A faint light came from the shutters; the moon was full. Two dogs, far away, were barking at each other, back and forth, insistently, as though they were agreeing to make an appointment.
I mean, that's pure Chekhov, right? The simple description of the scene, the anthropomorphized dogs, the wry humor? Except that it's not Chekhov, it's James Baldwin, from "Going to Meet the Man," the title story of the collection of Baldwin stories I just read. There is a lot of Chekhov in these stories, which is apt enough. If Chekhov was the greatest short story writer of the 19th century (which he was), then Baldwin may have been the greatest short story writer of the 20th century. Going to Meet the Man is a strong argument to support that claim.
All I know about music is that not many people ever really hear it, and even then, on the rare occasions when something opens within, and the music enters, what we mainly hear, or hear corroborated, are personal, private, vanishing evocations. But the man who creates the music is hearing something else, is dealing with the roar rising from the void and imposing order on it as it hits the air. What is evoked in him, then, is of another order, more terrible because it has no words, and triumphant, too, for that same reason. And his triumph, when he triumphs, is ours.
Baldwin, in these eight stories, writes not only from his own experience, but also, movingly and convincingly, of the experiences of others. This is of course one of the most vital uses of fiction: to empathize with people who are unlike us. We get inside the heads of men and women, of musicians, of actors, of children, of Fifth Avenue professionals, of dirt farmers, of people from all walks of life though mostly from America, many from New York. This is, after all, a book about America even when the story is set in Paris.
I know that Vidal has nightmares, because he knows so much about them, but he has never told me what his are. I think that he probably does not talk about his nightmares any more. I know that the war cost him his wife and son, and that he was in prison in Germany. He very rarely refers to it. He has a married daughter who lives in England, and he rarely speaks of her. He is like a man who has learned to live on what is left of an enormous fortune.
That last line is beautiful, full of understanding, more full of meaning than those eighteen words should be able to bear. Again, I think of Chekhov. But Baldwin's gift is his own, and part of that gift is a poetic sense that Chekhov didn't really have, at least not when Chekhov was looking away from nature. Baldwin can see the poetry even in impersonal capitalist architecture.
Because she was late for work and because it was raining, she dropped into a cab and was whirled out of the streets of the Village--which still suggested, at least, some faint memory of the individual life--into the grim publicities of midtown Manhattan. Blocks and squares and exclamation marks, stone and steel and glass as far as the eye could see; everything towering, lifting itself against though by no means into, heaven.
I think you can maybe see the influence of Henry James in that passage. Baldwin was an admirer of James.

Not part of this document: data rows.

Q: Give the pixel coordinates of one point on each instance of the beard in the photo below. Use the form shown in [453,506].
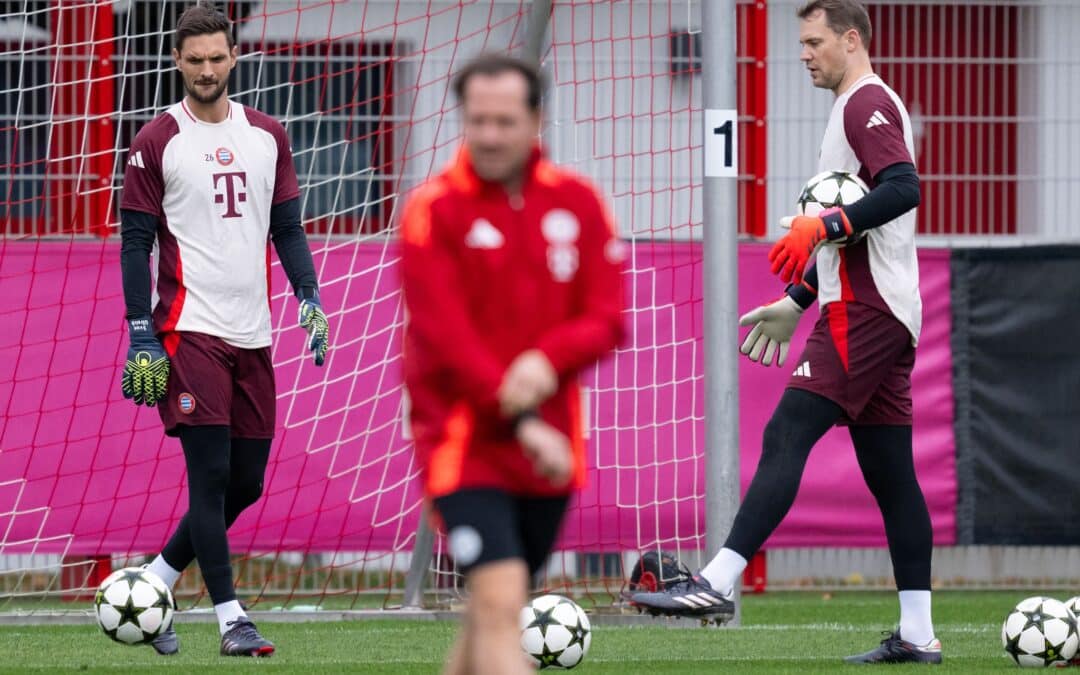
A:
[206,98]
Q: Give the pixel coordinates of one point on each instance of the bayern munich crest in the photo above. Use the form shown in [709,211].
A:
[187,403]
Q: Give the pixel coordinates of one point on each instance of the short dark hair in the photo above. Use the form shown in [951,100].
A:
[497,64]
[841,16]
[202,19]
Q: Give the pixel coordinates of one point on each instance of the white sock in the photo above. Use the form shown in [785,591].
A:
[915,623]
[723,570]
[160,567]
[226,612]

The most remarkable story in Going to Meet the Man is the title story, a violent tale of a white policemen named Jesse who has spent the last few days arresting and beating Black men who are registering to vote at city hall. Baldwin takes us into Jesse's mind, into his insecurity and mistrust of the present moment, as the world changes and he no longer knows his place in it.
They had never dreamed that their privacy could contain any element of terror, could threaten, that is, to reveal itself, to the scrutiny of a judgement day, while remaining unreadable and inaccessible to themselves; nor had they dreamed that the past, while certainly refusing to be forgotten, could yet so stubbornly refuse to be remembered. They felt themselves mysteriously set at naught, as no longer entering into the real concerns of other people--while here they were, outnumbered, fighting to save the civilized world.

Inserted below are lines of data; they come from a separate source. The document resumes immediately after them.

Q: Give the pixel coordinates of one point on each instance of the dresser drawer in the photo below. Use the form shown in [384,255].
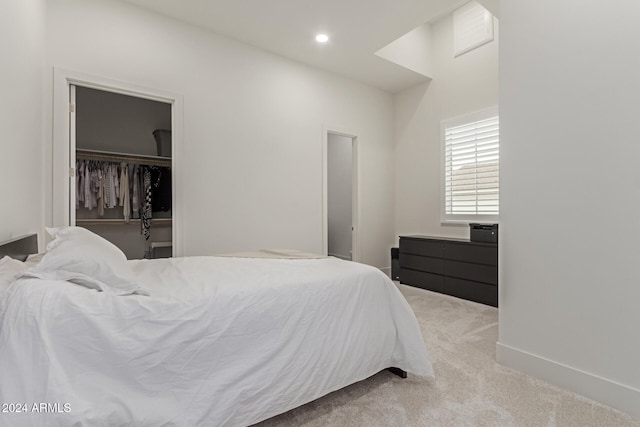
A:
[479,254]
[432,282]
[422,247]
[475,272]
[422,263]
[470,290]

But no one dared imagine what there might be to confess. They were soldiers fighting a war, but their relationship to each other was that of accomplices in a crime. They all had to keep their mouths shut.
From there, Baldwin takes us into the childhood memories of Jesse, to a day in his boyhood when a mob of white men have captured a Black man who may or may not have committed a crime against a white woman ("the one that knocked down old Miss Standish"). The entire white community gathers outside of town in a field at the edge of a forest, where the captured Black man is tortured, mutilated, and then burned to death. Immediately afterward, the white folks sit down for a picnic. Baldwin maintains a close narrative style, sympathetic to Jesse's child point of view as he has his first taste of indoctrination into a culture of violent racism.
At that moment Jesse loved his father more than he had ever loved him. He felt that his father had carried him through a mighty test, had revealed to him a great secret which would be the key to his life forever.